Já o promotor critica a “inércia” da prefeitura e dos donos das terras. “A prefeitura está jogando a toalha? O que eu enxergo aí é uma inércia da prefeitura e dos proprietários. Recomendei à prefeitura que faça a desocupação. O interesse de um grupo não pode estar acima da lei. Senão é anarquia”, afirma Luciano Pitta, que ameaça acionar os proprietários e o poder público.

“O curioso é que não se trata de gente necessitada. São invasões clandestinas orquestradas, que têm o objetivo claro do proveito econômico. Uma área de muita valorização”, analisa o promotor. “Se eles estão partindo para o enfrentamento, eles têm que ser enfrentados”, sugere.

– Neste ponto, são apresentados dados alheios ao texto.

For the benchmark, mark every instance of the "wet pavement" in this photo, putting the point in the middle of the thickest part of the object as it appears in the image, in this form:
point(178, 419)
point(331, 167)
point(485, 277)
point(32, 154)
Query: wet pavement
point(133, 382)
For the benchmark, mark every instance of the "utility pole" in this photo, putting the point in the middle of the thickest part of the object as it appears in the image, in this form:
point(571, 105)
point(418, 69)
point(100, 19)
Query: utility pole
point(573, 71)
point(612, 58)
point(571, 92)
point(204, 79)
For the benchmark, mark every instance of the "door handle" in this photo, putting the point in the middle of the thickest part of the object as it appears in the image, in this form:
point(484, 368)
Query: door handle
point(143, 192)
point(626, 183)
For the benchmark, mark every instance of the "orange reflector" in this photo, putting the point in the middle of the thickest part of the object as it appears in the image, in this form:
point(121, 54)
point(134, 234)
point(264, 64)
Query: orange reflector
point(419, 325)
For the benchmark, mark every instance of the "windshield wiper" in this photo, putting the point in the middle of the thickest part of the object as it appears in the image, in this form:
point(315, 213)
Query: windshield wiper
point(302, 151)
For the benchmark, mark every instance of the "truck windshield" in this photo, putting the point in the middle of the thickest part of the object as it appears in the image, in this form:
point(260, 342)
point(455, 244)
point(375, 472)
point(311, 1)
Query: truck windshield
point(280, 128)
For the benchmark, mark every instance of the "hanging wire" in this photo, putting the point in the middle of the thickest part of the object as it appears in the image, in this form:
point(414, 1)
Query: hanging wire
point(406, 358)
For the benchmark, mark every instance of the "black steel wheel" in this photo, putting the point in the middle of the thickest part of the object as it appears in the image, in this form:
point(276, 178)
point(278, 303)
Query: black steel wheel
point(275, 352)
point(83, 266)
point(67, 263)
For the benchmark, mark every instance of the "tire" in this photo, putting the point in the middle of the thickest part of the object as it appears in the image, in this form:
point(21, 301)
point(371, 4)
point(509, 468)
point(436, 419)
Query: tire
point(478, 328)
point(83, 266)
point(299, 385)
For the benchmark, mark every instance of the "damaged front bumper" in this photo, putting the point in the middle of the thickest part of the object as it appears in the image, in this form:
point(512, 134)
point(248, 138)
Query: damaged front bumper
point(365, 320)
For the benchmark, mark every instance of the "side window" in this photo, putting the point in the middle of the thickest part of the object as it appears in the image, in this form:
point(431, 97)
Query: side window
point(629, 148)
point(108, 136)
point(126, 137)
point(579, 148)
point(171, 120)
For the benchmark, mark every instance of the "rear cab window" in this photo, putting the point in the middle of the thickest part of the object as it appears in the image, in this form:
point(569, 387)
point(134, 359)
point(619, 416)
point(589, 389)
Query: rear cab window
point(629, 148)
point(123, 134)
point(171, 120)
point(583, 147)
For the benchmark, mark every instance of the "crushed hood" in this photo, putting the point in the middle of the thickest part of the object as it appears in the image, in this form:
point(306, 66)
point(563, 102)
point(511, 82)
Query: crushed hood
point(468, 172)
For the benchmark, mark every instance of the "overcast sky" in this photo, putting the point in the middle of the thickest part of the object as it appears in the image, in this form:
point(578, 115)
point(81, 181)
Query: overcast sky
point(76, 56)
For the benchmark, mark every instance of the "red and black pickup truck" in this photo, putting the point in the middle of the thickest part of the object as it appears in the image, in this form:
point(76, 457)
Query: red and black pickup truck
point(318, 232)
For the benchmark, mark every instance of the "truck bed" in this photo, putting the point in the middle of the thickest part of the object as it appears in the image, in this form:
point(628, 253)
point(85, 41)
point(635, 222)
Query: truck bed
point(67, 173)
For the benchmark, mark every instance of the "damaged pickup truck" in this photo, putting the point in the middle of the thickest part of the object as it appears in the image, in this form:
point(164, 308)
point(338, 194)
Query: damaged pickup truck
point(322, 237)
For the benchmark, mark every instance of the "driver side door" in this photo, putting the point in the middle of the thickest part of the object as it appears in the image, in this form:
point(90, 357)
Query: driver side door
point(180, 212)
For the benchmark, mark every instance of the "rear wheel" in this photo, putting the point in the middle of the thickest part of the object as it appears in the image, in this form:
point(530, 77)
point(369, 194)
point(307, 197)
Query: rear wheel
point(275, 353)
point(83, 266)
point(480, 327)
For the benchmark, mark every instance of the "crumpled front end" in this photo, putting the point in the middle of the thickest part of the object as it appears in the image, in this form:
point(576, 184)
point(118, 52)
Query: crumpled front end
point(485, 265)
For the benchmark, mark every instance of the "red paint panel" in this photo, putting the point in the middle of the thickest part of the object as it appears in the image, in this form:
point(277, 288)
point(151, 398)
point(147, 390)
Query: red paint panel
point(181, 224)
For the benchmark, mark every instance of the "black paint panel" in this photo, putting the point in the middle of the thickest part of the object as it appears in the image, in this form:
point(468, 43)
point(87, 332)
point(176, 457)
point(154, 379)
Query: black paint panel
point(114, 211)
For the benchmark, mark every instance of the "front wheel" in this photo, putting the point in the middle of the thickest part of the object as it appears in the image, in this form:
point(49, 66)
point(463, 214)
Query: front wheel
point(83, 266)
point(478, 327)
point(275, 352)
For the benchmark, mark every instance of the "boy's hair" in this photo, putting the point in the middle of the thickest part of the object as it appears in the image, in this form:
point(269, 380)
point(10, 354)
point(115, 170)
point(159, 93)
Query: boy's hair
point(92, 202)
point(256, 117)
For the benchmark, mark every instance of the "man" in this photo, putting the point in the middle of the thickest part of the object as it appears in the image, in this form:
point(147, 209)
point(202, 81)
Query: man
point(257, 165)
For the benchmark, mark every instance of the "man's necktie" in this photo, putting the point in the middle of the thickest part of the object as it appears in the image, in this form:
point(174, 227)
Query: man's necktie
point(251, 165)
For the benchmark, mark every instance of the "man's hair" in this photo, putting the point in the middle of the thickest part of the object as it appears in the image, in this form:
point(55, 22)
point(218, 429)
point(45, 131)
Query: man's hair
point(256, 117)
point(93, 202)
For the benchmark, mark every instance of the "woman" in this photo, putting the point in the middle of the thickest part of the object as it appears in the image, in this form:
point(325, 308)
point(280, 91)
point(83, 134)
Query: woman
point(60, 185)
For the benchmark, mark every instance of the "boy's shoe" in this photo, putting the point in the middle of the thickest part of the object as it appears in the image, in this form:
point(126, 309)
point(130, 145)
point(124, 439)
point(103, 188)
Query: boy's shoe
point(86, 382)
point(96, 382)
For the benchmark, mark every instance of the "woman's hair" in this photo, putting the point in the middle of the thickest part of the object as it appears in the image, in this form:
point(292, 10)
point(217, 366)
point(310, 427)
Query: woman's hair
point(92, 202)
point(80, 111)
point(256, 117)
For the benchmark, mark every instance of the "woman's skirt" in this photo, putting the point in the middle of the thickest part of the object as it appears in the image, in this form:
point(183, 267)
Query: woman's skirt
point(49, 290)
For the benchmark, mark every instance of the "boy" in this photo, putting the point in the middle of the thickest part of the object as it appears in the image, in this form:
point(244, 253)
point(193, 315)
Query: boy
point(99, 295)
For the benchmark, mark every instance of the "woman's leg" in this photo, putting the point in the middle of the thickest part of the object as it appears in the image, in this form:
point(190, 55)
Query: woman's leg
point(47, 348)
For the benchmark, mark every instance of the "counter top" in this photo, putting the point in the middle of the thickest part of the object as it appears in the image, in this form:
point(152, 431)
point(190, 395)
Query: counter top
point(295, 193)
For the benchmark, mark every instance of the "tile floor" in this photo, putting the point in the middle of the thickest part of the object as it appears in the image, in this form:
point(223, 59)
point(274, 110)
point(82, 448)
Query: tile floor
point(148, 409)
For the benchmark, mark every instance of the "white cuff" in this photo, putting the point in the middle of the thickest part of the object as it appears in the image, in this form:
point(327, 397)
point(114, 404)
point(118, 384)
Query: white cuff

Além de tudo, a área invadida é particular. A maior parte dos 5 milhões de m² pertence a quatro grupos de empresários dispostos a investir na região. O MP disse que ainda tenta localizar os proprietários das terras para que expliquem por que não protegem os terrenos. O único dono que o MP localizou foi a Liz Construções. “Notifiquei e eles não compareceram”, comentou.

Nenhum invasor foi ouvido. Até porque o CORREIO foi desaconselhado por moradores e até por autoridades a entrar nas terras e interpelá-los. Ao que parece, os conselhos estavam certos. Tanto que, na única vez que o fotógrafo do CORREIO saiu do carro para fazer um flagrante, a caminhonete branca passou a perseguir o carro do jornal. O que restou foi acelerar e deixar o local.